Markets are currently assessing the likely duration of the oil shock4. While baseline assumptions may still reflect a short‑lived event, history suggests conditions can change quickly. The dominant concern today is no longer whether geopolitical tensions can cause an oil shock, but how severe and persistent such a shock might become.

Physical supply disruptions are already material, and even in their absence, perceived risk alone can drive price spikes. Policy interventions—such as reserve releases or maritime security measures—can soften the impact, but they cannot eliminate it entirely.
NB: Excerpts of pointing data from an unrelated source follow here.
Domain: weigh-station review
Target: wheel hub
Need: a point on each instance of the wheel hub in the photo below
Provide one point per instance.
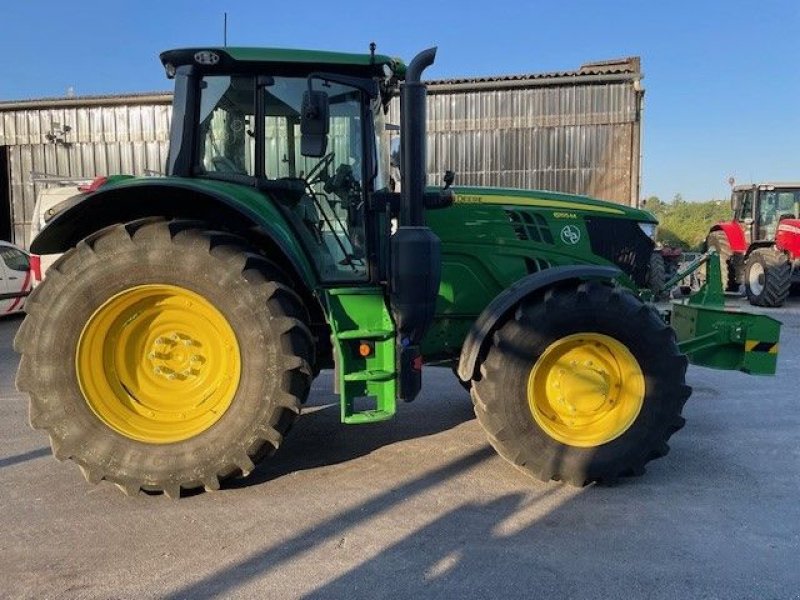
(158, 363)
(586, 389)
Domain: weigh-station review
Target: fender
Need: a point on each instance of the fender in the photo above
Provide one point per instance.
(481, 331)
(234, 207)
(787, 237)
(735, 235)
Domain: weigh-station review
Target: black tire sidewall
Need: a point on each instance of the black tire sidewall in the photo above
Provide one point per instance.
(92, 283)
(542, 327)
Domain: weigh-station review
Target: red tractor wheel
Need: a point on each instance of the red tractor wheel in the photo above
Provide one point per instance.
(768, 277)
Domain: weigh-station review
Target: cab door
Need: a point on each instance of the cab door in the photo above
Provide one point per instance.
(743, 200)
(5, 288)
(16, 282)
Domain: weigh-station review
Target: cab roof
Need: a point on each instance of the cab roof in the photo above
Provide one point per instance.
(283, 59)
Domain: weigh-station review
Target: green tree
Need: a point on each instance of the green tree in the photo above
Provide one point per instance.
(685, 224)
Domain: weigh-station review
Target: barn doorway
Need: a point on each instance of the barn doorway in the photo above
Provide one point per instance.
(6, 226)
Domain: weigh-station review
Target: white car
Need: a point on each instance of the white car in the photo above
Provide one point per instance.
(19, 272)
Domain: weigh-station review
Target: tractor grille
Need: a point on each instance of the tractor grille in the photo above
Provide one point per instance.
(622, 242)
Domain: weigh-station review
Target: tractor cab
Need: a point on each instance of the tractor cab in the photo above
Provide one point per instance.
(760, 246)
(759, 208)
(306, 136)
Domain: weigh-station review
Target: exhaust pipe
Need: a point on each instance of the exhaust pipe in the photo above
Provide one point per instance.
(415, 270)
(413, 125)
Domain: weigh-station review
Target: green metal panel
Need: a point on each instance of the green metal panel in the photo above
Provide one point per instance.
(484, 251)
(358, 315)
(719, 338)
(727, 339)
(275, 57)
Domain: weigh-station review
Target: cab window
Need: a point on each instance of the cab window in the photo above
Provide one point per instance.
(226, 123)
(15, 259)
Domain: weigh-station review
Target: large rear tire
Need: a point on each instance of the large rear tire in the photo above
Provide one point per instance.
(768, 277)
(163, 356)
(585, 384)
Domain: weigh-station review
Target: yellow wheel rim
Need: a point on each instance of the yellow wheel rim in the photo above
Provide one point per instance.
(158, 363)
(586, 389)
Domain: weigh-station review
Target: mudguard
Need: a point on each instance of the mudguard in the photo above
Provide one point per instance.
(734, 234)
(221, 204)
(481, 331)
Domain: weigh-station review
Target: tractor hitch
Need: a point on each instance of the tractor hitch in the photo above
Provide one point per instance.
(714, 336)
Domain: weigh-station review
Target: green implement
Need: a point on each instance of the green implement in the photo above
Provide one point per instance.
(723, 338)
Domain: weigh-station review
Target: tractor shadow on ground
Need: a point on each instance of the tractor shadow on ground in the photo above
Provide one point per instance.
(319, 439)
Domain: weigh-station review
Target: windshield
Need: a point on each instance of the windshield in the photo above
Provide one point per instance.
(330, 213)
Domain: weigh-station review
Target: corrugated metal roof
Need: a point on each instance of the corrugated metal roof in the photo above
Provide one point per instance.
(630, 66)
(94, 100)
(616, 66)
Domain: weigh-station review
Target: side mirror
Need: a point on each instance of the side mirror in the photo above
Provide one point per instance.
(394, 152)
(314, 124)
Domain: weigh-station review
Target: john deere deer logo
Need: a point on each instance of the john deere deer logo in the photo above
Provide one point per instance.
(570, 235)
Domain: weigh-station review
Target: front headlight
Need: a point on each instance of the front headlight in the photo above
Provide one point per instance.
(649, 229)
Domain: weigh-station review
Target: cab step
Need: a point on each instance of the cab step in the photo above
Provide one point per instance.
(364, 346)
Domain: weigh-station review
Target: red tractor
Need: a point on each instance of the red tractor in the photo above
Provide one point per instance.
(761, 244)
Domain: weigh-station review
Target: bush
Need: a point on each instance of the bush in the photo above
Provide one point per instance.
(686, 224)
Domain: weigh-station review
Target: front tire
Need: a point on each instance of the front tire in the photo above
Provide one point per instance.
(768, 277)
(585, 384)
(162, 356)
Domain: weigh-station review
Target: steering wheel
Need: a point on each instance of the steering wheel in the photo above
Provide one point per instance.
(315, 173)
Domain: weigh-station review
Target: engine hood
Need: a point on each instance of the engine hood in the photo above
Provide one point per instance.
(558, 202)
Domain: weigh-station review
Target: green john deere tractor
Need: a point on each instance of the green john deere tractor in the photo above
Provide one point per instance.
(175, 341)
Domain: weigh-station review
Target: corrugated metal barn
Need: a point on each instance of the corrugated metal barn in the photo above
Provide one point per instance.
(576, 131)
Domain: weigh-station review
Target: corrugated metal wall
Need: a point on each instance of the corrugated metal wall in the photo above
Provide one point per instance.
(574, 132)
(581, 139)
(102, 140)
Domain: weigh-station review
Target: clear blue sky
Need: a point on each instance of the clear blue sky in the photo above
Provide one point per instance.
(722, 78)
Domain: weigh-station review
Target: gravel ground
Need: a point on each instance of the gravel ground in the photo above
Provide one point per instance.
(421, 506)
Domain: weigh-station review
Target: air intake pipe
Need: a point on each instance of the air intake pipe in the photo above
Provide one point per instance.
(415, 250)
(413, 123)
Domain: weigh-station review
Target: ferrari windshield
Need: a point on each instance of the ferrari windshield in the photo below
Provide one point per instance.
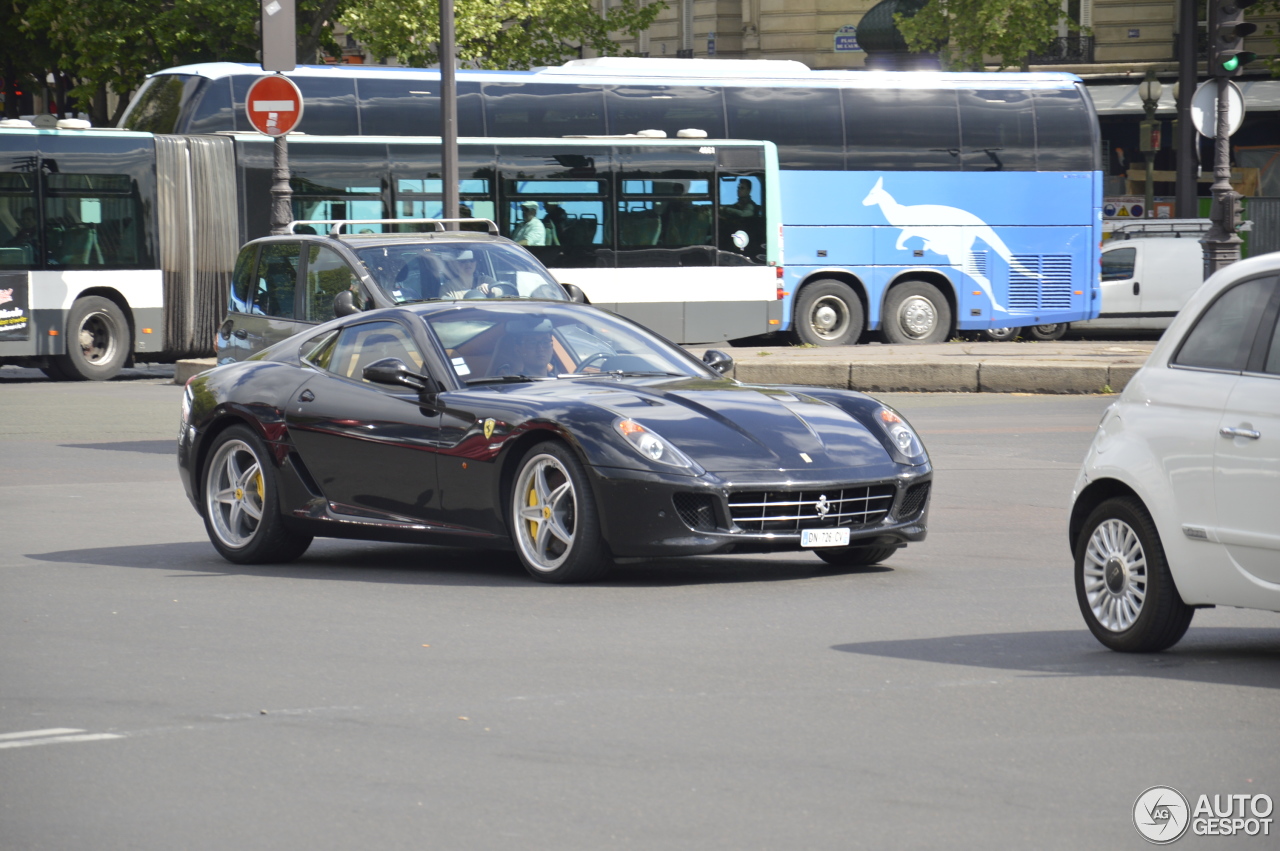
(496, 343)
(425, 271)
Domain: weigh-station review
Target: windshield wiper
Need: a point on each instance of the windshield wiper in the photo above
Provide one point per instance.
(507, 379)
(622, 374)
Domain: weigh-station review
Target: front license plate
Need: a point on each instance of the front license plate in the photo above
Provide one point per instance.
(823, 538)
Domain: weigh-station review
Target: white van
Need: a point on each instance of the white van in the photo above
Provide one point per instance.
(1146, 282)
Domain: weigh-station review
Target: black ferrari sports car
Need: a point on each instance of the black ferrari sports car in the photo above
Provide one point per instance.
(554, 429)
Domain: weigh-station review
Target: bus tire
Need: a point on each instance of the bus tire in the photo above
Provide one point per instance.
(828, 312)
(917, 312)
(1047, 333)
(97, 341)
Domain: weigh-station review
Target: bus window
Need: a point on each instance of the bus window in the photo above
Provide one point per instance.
(901, 129)
(213, 111)
(664, 108)
(159, 105)
(804, 123)
(412, 108)
(538, 109)
(94, 219)
(1064, 132)
(19, 220)
(336, 181)
(997, 131)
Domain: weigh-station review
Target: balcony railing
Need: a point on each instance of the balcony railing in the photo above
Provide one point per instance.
(1070, 50)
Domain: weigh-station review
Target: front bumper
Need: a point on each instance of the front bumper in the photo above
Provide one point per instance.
(654, 515)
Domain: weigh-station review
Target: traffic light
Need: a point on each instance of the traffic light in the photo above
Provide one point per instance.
(1228, 28)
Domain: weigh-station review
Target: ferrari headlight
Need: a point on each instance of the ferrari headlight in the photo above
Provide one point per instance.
(650, 444)
(900, 433)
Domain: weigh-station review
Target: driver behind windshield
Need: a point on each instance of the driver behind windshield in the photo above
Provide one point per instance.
(465, 278)
(531, 348)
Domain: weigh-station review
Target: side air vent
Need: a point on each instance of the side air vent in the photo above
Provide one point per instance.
(1038, 283)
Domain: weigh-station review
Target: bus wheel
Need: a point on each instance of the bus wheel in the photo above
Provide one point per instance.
(1047, 333)
(917, 312)
(97, 341)
(828, 314)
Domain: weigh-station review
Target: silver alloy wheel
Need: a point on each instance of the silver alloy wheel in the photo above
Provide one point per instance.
(1115, 575)
(96, 338)
(547, 507)
(917, 316)
(828, 318)
(234, 493)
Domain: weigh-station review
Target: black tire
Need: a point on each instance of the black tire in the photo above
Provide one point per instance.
(855, 556)
(1046, 333)
(915, 312)
(97, 341)
(238, 481)
(1000, 334)
(828, 312)
(1123, 584)
(553, 518)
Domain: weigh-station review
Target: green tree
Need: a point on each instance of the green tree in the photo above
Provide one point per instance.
(115, 44)
(968, 31)
(496, 33)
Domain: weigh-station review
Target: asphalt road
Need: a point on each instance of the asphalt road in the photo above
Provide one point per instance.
(385, 696)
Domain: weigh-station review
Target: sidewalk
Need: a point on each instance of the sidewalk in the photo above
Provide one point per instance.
(1065, 366)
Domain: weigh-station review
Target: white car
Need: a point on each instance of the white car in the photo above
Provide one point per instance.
(1178, 503)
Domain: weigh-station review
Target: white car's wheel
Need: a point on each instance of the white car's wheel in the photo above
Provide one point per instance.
(1123, 582)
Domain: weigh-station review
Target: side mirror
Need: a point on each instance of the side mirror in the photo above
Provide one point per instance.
(718, 361)
(392, 371)
(344, 305)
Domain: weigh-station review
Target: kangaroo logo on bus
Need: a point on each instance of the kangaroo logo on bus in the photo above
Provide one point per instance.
(950, 232)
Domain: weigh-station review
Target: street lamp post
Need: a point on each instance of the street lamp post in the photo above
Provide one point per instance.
(1150, 91)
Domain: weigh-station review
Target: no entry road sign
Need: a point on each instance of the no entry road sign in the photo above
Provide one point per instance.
(274, 105)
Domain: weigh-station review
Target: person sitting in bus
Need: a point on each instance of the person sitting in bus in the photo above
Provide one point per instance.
(465, 279)
(28, 229)
(531, 348)
(530, 230)
(744, 207)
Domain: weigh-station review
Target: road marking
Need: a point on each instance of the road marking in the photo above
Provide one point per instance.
(51, 737)
(30, 733)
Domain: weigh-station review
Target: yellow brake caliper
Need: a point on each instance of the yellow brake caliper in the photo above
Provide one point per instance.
(533, 524)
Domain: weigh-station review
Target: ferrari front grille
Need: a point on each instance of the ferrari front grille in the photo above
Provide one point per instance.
(789, 511)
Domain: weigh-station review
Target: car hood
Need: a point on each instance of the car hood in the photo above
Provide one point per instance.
(727, 426)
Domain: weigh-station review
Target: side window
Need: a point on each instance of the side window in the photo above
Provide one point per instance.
(1223, 335)
(328, 274)
(1118, 264)
(242, 282)
(901, 129)
(277, 279)
(366, 343)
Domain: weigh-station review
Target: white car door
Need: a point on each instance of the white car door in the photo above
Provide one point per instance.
(1247, 462)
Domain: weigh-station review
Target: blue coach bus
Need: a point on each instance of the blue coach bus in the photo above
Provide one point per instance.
(917, 204)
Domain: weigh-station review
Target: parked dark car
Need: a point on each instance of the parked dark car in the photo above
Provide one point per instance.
(556, 429)
(284, 284)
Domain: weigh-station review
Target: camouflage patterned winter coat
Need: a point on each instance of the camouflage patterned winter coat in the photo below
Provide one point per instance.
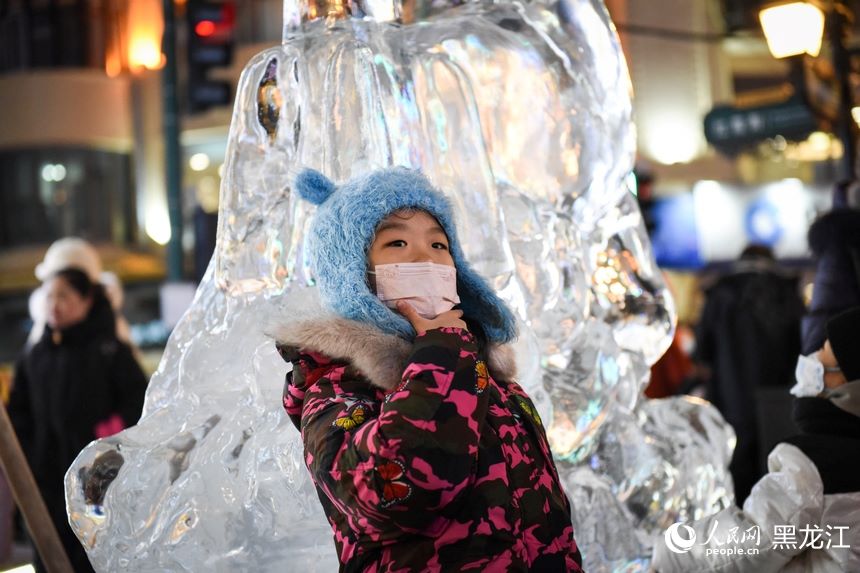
(425, 457)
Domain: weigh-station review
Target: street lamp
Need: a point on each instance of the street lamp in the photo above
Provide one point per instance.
(796, 28)
(792, 29)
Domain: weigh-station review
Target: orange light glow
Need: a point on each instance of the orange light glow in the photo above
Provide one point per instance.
(204, 28)
(145, 28)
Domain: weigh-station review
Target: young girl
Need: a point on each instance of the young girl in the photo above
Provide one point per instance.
(425, 453)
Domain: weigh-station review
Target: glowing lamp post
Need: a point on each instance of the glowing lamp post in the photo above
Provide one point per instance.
(797, 28)
(793, 29)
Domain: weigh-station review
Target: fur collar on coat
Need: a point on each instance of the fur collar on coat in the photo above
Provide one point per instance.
(302, 323)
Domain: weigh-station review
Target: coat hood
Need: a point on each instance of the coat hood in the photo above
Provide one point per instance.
(304, 325)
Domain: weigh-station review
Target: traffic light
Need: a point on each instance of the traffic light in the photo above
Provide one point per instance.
(210, 45)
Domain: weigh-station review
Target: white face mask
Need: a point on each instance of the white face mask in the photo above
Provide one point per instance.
(810, 376)
(430, 288)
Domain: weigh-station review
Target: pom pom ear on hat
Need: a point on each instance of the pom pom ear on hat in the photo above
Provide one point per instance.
(843, 331)
(313, 186)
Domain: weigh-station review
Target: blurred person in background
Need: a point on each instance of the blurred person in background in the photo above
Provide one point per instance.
(835, 242)
(78, 382)
(802, 516)
(78, 253)
(748, 338)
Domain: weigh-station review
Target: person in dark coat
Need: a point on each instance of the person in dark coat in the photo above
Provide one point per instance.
(835, 242)
(77, 380)
(802, 516)
(748, 337)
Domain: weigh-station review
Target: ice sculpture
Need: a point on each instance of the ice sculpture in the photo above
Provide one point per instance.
(521, 112)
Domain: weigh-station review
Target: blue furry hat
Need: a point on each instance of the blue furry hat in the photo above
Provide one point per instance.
(344, 228)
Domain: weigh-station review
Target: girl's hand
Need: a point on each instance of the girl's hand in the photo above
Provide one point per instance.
(451, 319)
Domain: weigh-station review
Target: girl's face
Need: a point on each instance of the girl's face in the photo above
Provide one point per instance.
(410, 237)
(66, 306)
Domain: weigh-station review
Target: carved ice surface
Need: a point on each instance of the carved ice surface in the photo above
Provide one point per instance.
(521, 113)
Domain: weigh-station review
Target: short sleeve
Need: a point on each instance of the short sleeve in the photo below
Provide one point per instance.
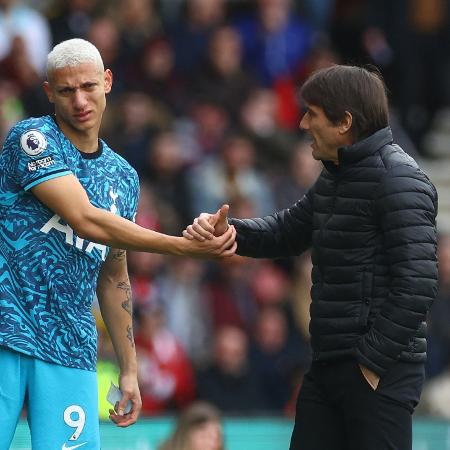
(34, 153)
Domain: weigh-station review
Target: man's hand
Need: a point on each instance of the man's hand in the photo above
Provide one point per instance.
(371, 377)
(129, 386)
(221, 246)
(206, 226)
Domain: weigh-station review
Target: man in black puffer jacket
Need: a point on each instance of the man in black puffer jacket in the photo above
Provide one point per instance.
(370, 220)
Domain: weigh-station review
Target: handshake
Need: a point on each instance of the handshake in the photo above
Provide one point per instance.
(210, 235)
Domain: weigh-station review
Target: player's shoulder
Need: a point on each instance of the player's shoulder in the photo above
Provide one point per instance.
(33, 131)
(33, 135)
(120, 162)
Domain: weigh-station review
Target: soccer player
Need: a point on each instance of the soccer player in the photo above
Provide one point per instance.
(67, 202)
(370, 220)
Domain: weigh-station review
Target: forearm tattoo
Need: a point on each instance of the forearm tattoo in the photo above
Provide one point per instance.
(119, 255)
(130, 335)
(126, 305)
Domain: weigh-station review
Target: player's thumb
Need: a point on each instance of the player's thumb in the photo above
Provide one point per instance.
(222, 214)
(122, 406)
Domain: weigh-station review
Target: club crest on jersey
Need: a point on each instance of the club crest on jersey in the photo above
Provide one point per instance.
(33, 142)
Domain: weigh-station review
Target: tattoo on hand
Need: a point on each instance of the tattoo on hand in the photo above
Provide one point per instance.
(130, 335)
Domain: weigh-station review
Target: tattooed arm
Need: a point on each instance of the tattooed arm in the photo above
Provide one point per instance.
(114, 296)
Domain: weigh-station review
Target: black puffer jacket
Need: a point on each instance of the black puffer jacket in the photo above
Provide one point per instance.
(371, 223)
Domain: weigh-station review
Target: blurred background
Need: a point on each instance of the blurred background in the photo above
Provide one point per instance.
(205, 106)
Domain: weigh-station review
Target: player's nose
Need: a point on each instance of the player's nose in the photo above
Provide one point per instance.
(79, 99)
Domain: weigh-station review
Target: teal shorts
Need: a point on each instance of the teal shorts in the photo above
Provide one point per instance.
(61, 403)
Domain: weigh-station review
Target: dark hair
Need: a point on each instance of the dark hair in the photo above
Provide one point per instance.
(358, 90)
(194, 416)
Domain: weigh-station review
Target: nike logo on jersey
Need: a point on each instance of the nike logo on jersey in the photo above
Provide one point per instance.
(71, 447)
(71, 238)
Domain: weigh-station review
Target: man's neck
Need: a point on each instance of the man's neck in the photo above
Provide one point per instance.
(84, 141)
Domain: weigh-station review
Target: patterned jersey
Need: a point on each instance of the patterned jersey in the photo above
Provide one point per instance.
(48, 275)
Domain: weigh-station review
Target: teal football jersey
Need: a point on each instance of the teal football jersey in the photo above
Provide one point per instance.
(48, 274)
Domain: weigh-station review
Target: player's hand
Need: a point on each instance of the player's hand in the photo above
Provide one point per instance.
(129, 386)
(206, 226)
(371, 377)
(216, 247)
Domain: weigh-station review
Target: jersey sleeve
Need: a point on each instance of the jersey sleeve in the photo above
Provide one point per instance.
(134, 197)
(34, 154)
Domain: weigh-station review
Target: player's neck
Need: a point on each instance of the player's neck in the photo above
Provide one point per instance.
(84, 140)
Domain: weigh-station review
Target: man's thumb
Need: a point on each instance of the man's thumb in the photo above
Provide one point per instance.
(222, 213)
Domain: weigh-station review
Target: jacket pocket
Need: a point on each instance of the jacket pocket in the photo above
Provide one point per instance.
(366, 298)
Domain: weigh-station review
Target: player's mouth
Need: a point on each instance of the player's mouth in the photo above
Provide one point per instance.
(83, 116)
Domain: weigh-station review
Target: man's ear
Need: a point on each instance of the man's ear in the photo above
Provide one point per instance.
(48, 91)
(346, 123)
(108, 77)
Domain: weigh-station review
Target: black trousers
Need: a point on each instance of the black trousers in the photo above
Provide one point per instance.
(338, 410)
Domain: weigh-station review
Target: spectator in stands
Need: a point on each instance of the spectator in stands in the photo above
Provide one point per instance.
(165, 374)
(230, 382)
(276, 356)
(27, 27)
(275, 40)
(231, 176)
(199, 427)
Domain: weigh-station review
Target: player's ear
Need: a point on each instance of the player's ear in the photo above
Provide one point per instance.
(48, 91)
(346, 123)
(108, 79)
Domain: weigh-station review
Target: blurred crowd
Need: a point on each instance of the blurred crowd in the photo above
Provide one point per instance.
(205, 107)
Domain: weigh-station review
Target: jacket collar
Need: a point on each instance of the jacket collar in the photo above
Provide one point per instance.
(353, 153)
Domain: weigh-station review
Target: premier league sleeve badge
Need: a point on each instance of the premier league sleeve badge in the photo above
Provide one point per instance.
(33, 142)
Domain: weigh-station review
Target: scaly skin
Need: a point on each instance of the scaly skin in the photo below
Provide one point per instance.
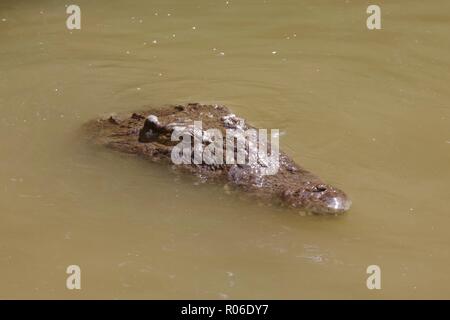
(148, 134)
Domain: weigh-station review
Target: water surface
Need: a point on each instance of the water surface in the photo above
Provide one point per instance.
(368, 111)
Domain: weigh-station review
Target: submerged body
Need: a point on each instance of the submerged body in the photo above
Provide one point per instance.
(148, 134)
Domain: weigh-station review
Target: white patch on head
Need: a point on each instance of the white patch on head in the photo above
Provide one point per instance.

Assuris’ Role: Prepared for the Unknown

Assuris cannot predict the exact form the next crisis will take. What it can do—and does consistently—is prepare for scenarios that stress liquidity, valuations, confidence, and interconnected markets. The Industry Risk Analysis work at Assuris focuses on identifying emerging risks early, understanding potential transmission channels, and ensuring that policyholder protection remains robust even under severe conditions.

Periods of crisis are often accompanied by sharp movements in interest rates, widening credit spreads, and volatility in asset values. While private credit market stress and oil‑driven inflation risks may originate from different sources, they share a common feature: they test resilience precisely when confidence erodes. These are the moments when life and health insurers with strong asset‑liability management practices demonstrate their strength.

Evaluating the soundness of insurers’ risk management practices lies at the heart of Assuris’ preparedness framework.

Today’s world is inherently uncertain. Assuris stands ready to respond—ensuring Canadian life and health insurance policyholders are protected when it matters most.